The Major Types of Phytoplankton

The two dominant classes of phytoplankton are diatoms and dinoflagellates. Diatoms have rigid shells made of interlocking silica parts, almost like microscopic glass boxes. Dinoflagellates use whip-like tails called flagella to move through the water and are covered with complex shells of their own. Surveys of freshwater lakes have identified over 80 genera of phytoplankton spanning seven different phyla, which gives a sense of how diverse this group really is.

Other notable groups include coccolithophores, tiny organisms armored in calcium carbonate plates, and the green algae that dominate many freshwater systems. Each group occupies a slightly different ecological niche based on water temperature, nutrient availability, and light conditions.

Why Phytoplankton Matter More Than Their Size Suggests

Phytoplankton are invisible individually, but collectively they drive some of the planet’s most important cycles. Roughly half of all the oxygen produced on Earth comes from the ocean, and the majority of that production is from plankton, including drifting algae and photosynthetic bacteria. Carbon fixation by marine phytoplankton also accounts for about half of Earth’s total primary production. Between 5 and 10 gigatons of carbon are exported to the deep ocean each year through what’s known as the biological pump, essentially phytoplankton absorbing carbon dioxide at the surface, dying, and sinking.

In food webs, phytoplankton sit at the very bottom. Herbivorous zooplankton graze on them. Small fish eat the zooplankton. Larger predators eat the fish. Krill, herring, and scallops all depend on phytoplankton directly as primary consumers, making these microscopic organisms the foundation that supports whales, seabirds, and commercial fisheries alike.

When Phytoplankton Become Dangerous

Not all phytoplankton blooms are harmless. Under the right conditions, certain species multiply explosively into harmful algal blooms. These blooms can produce potent toxins that accumulate in shellfish and fish, then sicken or kill animals and humans who eat them.

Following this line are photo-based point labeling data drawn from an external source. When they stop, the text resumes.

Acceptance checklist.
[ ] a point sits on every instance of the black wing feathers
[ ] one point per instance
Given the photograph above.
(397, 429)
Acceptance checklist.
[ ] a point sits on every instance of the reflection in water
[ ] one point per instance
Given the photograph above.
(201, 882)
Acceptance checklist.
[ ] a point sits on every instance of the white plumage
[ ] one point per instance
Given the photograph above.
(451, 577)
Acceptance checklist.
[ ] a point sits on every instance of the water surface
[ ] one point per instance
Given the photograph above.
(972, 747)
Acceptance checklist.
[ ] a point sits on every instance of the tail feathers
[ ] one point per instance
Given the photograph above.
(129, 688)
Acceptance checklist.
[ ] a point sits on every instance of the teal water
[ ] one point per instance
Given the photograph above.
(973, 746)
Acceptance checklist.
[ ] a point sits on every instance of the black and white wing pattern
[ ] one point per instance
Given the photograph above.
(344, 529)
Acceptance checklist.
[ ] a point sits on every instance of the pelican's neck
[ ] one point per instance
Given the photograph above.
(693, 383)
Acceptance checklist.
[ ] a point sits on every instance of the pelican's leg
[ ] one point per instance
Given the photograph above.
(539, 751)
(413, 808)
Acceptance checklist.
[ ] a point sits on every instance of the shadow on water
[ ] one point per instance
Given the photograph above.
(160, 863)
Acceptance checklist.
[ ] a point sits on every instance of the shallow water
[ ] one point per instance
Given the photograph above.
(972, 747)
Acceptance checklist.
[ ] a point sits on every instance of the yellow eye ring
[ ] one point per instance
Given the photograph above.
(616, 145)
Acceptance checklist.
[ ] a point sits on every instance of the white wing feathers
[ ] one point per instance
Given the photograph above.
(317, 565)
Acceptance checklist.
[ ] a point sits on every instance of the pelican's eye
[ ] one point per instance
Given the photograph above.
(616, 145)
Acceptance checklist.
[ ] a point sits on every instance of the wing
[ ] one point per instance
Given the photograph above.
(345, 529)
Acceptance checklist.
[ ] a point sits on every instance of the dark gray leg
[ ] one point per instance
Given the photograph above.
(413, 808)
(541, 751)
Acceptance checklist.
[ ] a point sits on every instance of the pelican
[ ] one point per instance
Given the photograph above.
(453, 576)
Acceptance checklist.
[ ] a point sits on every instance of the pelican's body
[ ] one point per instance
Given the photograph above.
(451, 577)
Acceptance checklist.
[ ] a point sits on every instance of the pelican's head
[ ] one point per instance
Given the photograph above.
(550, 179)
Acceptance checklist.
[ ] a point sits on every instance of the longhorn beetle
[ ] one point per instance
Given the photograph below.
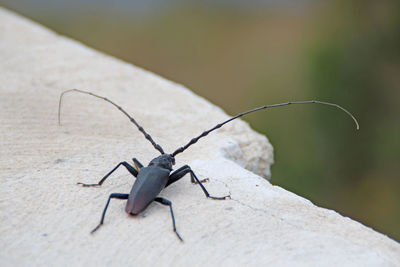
(151, 180)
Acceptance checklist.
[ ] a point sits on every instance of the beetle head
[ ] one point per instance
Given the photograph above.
(164, 161)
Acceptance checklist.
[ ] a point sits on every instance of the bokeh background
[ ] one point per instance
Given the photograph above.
(243, 54)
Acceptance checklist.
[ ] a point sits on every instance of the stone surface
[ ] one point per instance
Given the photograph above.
(46, 218)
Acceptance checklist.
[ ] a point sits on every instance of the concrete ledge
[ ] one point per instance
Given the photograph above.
(46, 218)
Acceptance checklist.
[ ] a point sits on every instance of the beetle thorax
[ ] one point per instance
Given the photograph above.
(164, 161)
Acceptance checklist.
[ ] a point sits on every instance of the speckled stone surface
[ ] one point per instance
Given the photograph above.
(45, 218)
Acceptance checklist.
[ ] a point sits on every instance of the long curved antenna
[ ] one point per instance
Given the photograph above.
(194, 140)
(146, 135)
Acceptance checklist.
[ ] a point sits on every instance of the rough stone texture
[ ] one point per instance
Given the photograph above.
(46, 218)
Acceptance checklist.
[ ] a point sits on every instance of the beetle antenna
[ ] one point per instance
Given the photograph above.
(146, 135)
(194, 140)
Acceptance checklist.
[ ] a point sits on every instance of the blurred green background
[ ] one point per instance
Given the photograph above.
(244, 54)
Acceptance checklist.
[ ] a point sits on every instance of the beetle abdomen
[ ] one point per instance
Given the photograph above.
(149, 183)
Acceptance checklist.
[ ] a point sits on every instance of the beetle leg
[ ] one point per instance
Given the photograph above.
(168, 203)
(130, 168)
(179, 173)
(113, 195)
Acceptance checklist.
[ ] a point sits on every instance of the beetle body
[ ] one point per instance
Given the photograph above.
(149, 183)
(151, 180)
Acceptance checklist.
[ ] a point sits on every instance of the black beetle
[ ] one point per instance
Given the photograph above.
(151, 180)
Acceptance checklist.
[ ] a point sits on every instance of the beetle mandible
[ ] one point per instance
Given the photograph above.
(159, 174)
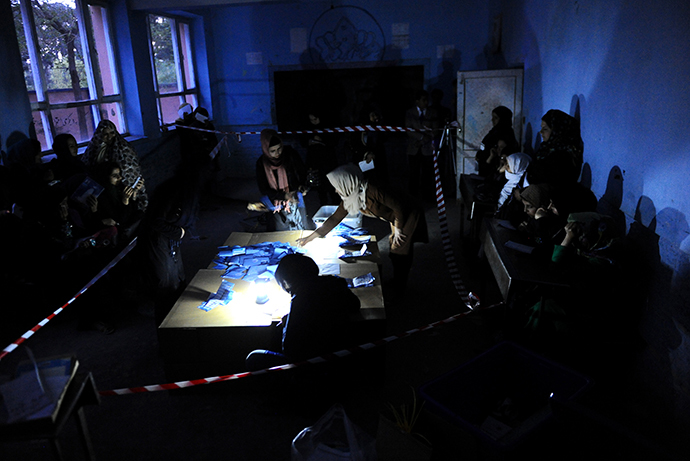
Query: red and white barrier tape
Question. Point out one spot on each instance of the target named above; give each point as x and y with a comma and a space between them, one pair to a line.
43, 322
312, 361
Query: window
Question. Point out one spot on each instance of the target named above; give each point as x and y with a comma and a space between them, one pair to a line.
69, 67
173, 68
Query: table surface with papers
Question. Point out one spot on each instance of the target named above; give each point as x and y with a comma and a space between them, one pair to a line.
511, 261
244, 311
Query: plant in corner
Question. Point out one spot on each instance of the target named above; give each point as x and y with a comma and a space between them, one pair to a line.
397, 439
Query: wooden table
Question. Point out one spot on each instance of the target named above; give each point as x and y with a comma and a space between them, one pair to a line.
220, 339
514, 270
477, 209
80, 391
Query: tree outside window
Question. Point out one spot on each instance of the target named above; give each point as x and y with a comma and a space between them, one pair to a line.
69, 67
173, 67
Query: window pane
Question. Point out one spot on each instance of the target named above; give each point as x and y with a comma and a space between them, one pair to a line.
168, 108
163, 54
113, 112
38, 118
23, 49
186, 55
77, 121
61, 50
105, 59
191, 99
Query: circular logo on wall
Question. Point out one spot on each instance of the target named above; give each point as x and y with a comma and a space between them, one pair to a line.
346, 34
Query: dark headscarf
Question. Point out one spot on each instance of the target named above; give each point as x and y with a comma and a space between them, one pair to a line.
559, 158
565, 136
22, 154
270, 138
502, 131
60, 147
65, 165
597, 232
295, 270
117, 150
538, 195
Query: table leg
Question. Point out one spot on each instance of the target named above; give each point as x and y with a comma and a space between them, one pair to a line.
81, 421
56, 448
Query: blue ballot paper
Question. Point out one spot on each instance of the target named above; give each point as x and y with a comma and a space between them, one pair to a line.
220, 298
366, 280
254, 261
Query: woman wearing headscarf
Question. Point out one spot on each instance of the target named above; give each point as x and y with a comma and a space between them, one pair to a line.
514, 169
320, 317
406, 218
107, 145
67, 162
281, 176
559, 158
488, 157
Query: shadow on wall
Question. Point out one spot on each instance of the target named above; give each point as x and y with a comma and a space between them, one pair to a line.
658, 241
611, 201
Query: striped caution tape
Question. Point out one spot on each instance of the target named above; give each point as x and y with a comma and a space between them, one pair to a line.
346, 129
289, 366
470, 300
43, 322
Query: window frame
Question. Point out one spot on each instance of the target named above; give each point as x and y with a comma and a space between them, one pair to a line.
96, 98
184, 89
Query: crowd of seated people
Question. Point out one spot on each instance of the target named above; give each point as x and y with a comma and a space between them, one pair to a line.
556, 215
62, 221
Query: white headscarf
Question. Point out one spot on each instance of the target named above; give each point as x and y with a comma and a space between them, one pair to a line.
351, 187
518, 164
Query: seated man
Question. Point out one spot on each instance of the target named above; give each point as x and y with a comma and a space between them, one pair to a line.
319, 318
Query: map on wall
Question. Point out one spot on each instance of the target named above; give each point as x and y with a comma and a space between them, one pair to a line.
346, 34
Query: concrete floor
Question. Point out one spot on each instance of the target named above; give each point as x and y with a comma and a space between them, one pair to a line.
257, 418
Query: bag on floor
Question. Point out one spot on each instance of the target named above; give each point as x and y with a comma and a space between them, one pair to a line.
333, 438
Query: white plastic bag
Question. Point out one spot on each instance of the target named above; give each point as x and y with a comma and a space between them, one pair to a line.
333, 438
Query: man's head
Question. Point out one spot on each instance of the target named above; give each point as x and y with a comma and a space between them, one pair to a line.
294, 271
421, 99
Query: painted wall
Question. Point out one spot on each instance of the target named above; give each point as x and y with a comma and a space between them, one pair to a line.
246, 42
14, 100
623, 67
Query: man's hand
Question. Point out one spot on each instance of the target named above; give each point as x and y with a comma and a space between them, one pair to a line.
304, 240
398, 237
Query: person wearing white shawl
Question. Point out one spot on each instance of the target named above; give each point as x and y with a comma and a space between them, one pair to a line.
405, 216
514, 169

  • Diatom toxins: The diatom Pseudo-nitzschia produces domoic acid, which can cause seizures, permanent short-term memory loss, and death when consumed at high levels through contaminated seafood.
  • Dinoflagellate toxins: Alexandrium species produce saxitoxins responsible for paralytic shellfish poisoning. Karenia brevis releases brevetoxins that cause respiratory problems, especially dangerous for people with asthma.
  • Cyanobacterial toxins: Freshwater blooms dominated by Microcystis produce microcystin, a liver toxin linked to gastrointestinal illness, liver damage, and potentially liver cancer with prolonged exposure.

These blooms are sometimes visible as discolored water, red or brown in saltwater (the classic “red tide”) and blue-green in freshwater lakes and reservoirs.

Phytoplankton as a Nutritional Supplement

Some microalgae species are now cultivated for human consumption. The genus Nannochloropsis, already widely used in aquaculture, is rich in omega-3 fatty acids (particularly EPA), carotenoids, polyphenols, and vitamins. It’s marketed as a marine phytoplankton supplement and proposed as a plant-based source of the same omega-3s typically obtained from fish oil. Spirulina and chlorella, both microalgae, have been in the supplement market longer, though spirulina is technically a cyanobacterium rather than a true alga.